The Case for RWE in Neurodegenerative Diseases

This article was inspired by content discussed in our webinar, Cutting Edge Conversations: Fighting Neurodegenerative Diseases.

Imagine treating a Parkinson’s Disease (PD) patient long before the event that puts them in the hospital. Or identifying an Alzheimer's Disease (AD) patient using caregiver feedback on behavioral symptoms, often forgotten and unreported by those who suffer from dementia. Real-world evidence (RWE) can make the hypothetical a reality.

RWE offers insights generated from real-world data (RWD) and analytics, which can be used to accelerate medical research and improve patient care. Once considered a bold new approach, RWE is growing recognition and acceptance by decision-makers across the life sciences ecosystem. The interest in RWE comes now not only from regulators like the U.S. Food and Drug Administration (FDA), payers, and health technology assessment (HTA) bodies.  Increasingly, biopharma companies seek to demonstrate their products' effectiveness in the real world, outside a randomized controlled trial (RCT) setting.

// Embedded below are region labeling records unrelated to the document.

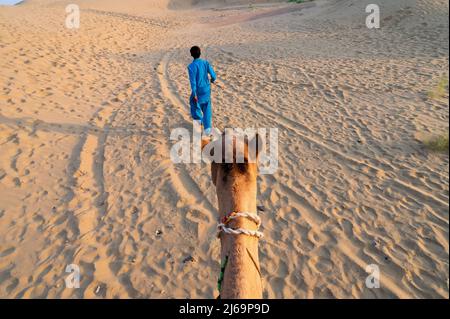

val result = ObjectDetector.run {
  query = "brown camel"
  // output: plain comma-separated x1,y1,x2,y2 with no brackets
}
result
202,134,263,299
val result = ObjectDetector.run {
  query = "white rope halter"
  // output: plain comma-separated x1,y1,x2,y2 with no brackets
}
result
217,212,264,238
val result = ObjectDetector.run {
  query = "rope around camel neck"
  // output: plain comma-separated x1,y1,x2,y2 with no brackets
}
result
217,212,263,299
217,212,264,238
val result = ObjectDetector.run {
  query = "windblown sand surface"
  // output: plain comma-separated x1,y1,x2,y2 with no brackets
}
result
0,0,449,298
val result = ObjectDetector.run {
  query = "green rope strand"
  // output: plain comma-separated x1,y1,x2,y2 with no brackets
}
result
217,256,228,293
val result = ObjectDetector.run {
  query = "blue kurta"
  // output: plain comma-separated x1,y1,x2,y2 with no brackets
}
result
188,59,217,132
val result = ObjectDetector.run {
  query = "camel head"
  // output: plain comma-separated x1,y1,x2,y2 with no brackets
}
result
202,133,263,222
202,134,263,299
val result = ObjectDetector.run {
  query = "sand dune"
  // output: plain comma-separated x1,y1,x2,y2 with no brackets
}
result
0,0,449,298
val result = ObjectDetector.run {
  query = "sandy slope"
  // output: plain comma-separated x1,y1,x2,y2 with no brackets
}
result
0,0,449,298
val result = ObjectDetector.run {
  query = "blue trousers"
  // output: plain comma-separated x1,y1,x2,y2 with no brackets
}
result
189,96,212,130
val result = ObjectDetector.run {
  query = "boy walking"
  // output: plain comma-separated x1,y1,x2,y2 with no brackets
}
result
188,46,217,136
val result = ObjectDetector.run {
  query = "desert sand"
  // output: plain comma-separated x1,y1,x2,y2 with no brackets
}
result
0,0,449,298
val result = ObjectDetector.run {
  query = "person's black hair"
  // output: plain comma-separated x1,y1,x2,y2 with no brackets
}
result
191,46,202,59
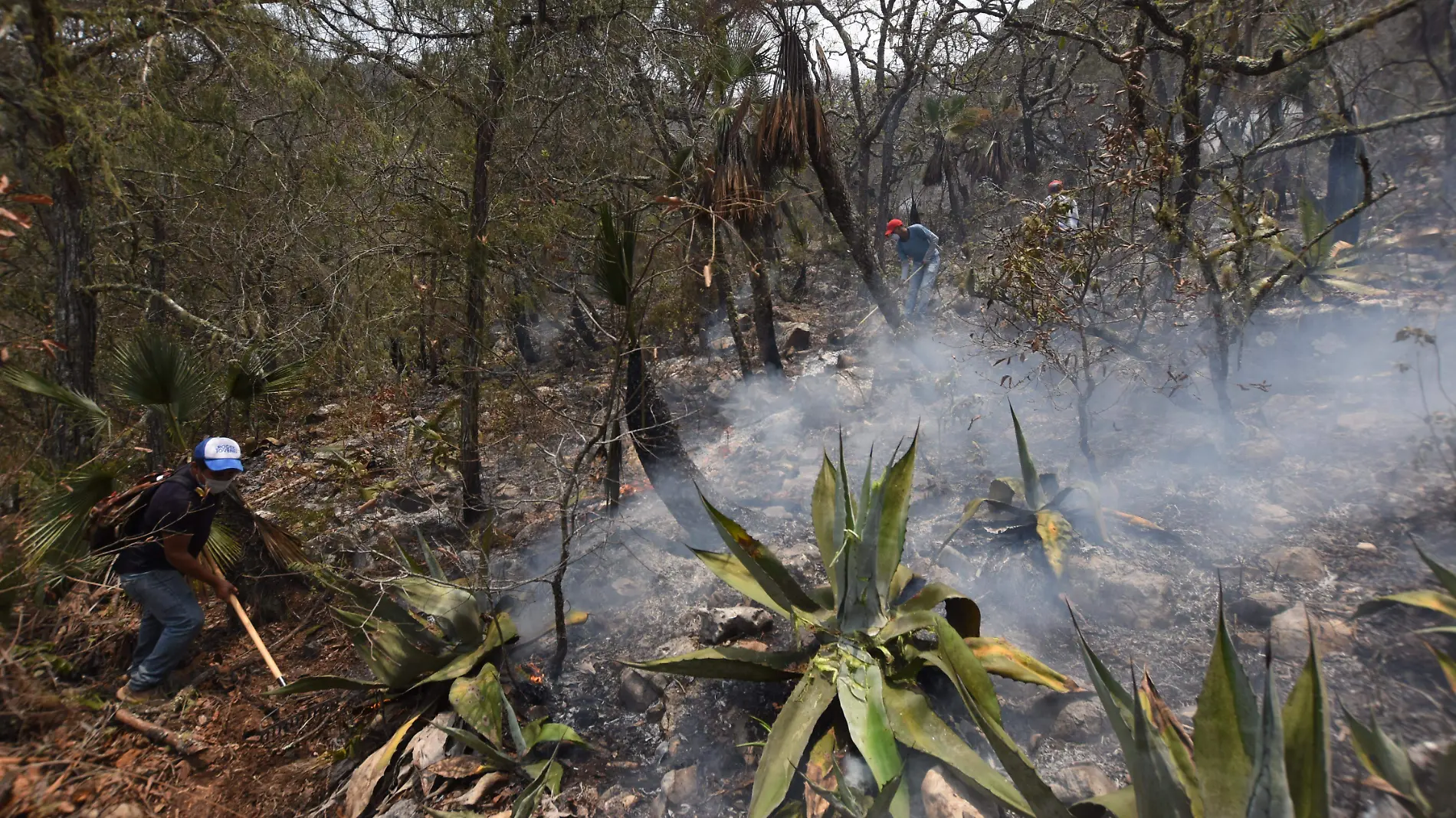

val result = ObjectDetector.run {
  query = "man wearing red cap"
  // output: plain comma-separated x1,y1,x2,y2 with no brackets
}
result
885,218,940,320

Currently, most life science (LS) companies rely on repositories of routinely collected RWD from claims and electronic medical records (EMR) to identify patients and the providers who treat them.

The information generated from claims data typically captures many patients but may be limited to short time frames and a shallow, incomplete view of patient care in the real world.
Structured EMR datasets have begun to provide some clinical value but lack information on patient characteristics and treatment decisions derived from provider-patient conversations (which can often only be found within the narrative text).

Seeing a comprehensive and continuous picture from blurry, truncated, and siloed data is nearly impossible for any disease. Building a complete picture is especially difficult for patients visiting multiple healthcare facilities – primary care doctors, specialists, supportive care, diagnostic laboratories, urgent care, and so on – an everyday reality for patients suffering from neurodegenerative diseases (ND). Moreover, the routinely-collected data may miss vital information about what happens between visits, an essential part of the story for the neurodegenerative population.  We may consider such information anecdotal and supportive in other diseases, however, this data missing in the context of ND can prevent researchers from:

  • Understanding the natural history of the disease, from the onset of the first symptoms to the diagnosis
  • Tracking disease progression and long-term outcomes, including changes in cognition, disability, or quality of life
  • Capturing symptom information in-between-visits, which can inform when and why a patient should switch therapies 
  • Leveraging patient- and care partner-reported outcomes (PRO/CRO) to understand the total burden of the disease

How can we overcome traditional data limitations to improve neurodegenerative research, treatment, and outcomes?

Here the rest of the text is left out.